# ABB ACS600 Run Status disabled



## JRaef (Mar 23, 2009)

I'm not going to take the time to read that manual, but as a general rule, high-end VFDs like the ACS601 are "Vector Control", or in this case, "DTC" (Direct Torque Control, ABB's equivalent). Given that fact, the drive REQUIRES a full mathematical model of the motor equivalent circuit for it to function. You can enter the 20 or so complicated and difficult to attain motor data parameters by hand (if you are a masochist), or you can perform an "Auto-tune" procedure wherein the VFD runs the motor (or at least energizes it) the first time and measures everything going on inside to create that model. IIRC, ABB calls this an "ID Run" procedure, meaning you are going to tell the drive to run and ID (identify) the motor circuit parameters. It's a one-time procedure, UNLESS you reset the drive to factory defaults, in which case you must do it all over again. Since this drive requires it to function at all, it allows you to "bump" the motor for rotation, but it will to allow you to run it until it knows what it's running.


----------



## argentum (May 18, 2017)

JRaef said:


> I'm not going to take the time to read that manual, but as a general rule, high-end VFDs like the ACS601 are "Vector Control", or in this case, "DTC" (Direct Torque Control, ABB's equivalent). Given that fact, the drive REQUIRES a full mathematical model of the motor equivalent circuit for it to function. You can enter the 20 or so complicated and difficult to attain motor data parameters by hand (if you are a masochist), or you can perform an "Auto-tune" procedure wherein the VFD runs the motor (or at least energizes it) the first time and measures everything going on inside to create that model. IIRC, ABB calls this an "ID Run" procedure, meaning you are going to tell the drive to run and ID (identify) the motor circuit parameters. It's a one-time procedure, UNLESS you reset the drive to factory defaults, in which case you must do it all over again. Since this drive requires it to function at all, it allows you to "bump" the motor for rotation, but it will to allow you to run it until it knows what it's running.

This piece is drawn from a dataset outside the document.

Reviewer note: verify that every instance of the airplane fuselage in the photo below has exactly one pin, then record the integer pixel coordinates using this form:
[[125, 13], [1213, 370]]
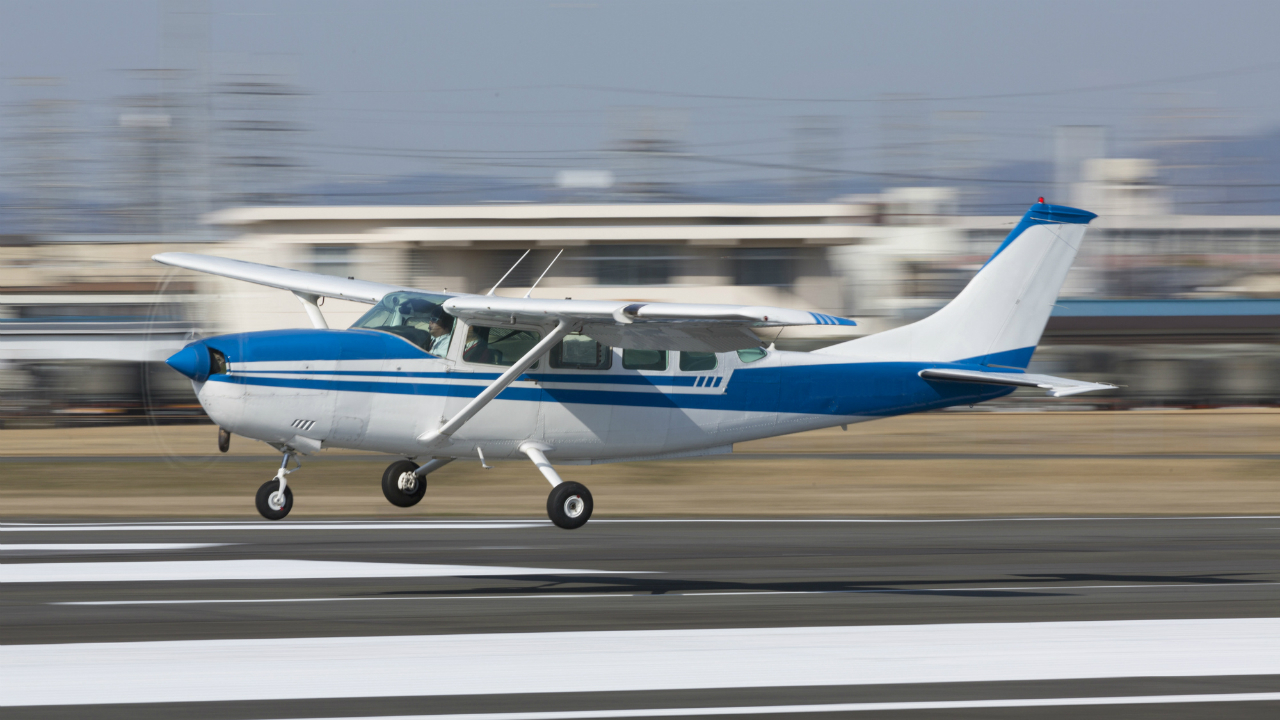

Thanks for responding. I totally agree the ID Procedure is the way to go. My problem is that my VFD is Run Disabled and I can't Enable the drive to run. I completed the ABB Start Up Procedure, but when I tried the ID Run I could not complete this step since the drive is run disabled. So, what I need is to enable the drive so I can complete the ID Run. I guess my question is: is there any way to enable the drive to run taking into consideration information in my original post?


----------



## John Valdes (May 17, 2007)

I don't know ABB that well, but is enable a digital input?
If yes, a jumper to/from common would "enable" the drive to operate.


----------



## just the cowboy (Sep 4, 2013)

*Autotune*

As JReaf said you need to do an autotune!! Look in manual on how to do it, it will enables the drive itself.


----------



## JRaef (Mar 23, 2009)

John Valdes is right, usually there is an "Enable" input that is intended to disallow power flow if the circuit is open, used in conjunction with Safety Relays. Drives ship from the factory with a jumper in place, but being that you bought it used, that jumper may have been removed and not given to you. It should be a terminal block set aside for that purpose, so all you need is a short piece of wire.

So looking at that manual now, you must have a wire From terminal 7 or 8 (+24VDC) to DI5 to enable the drive to Run.


----------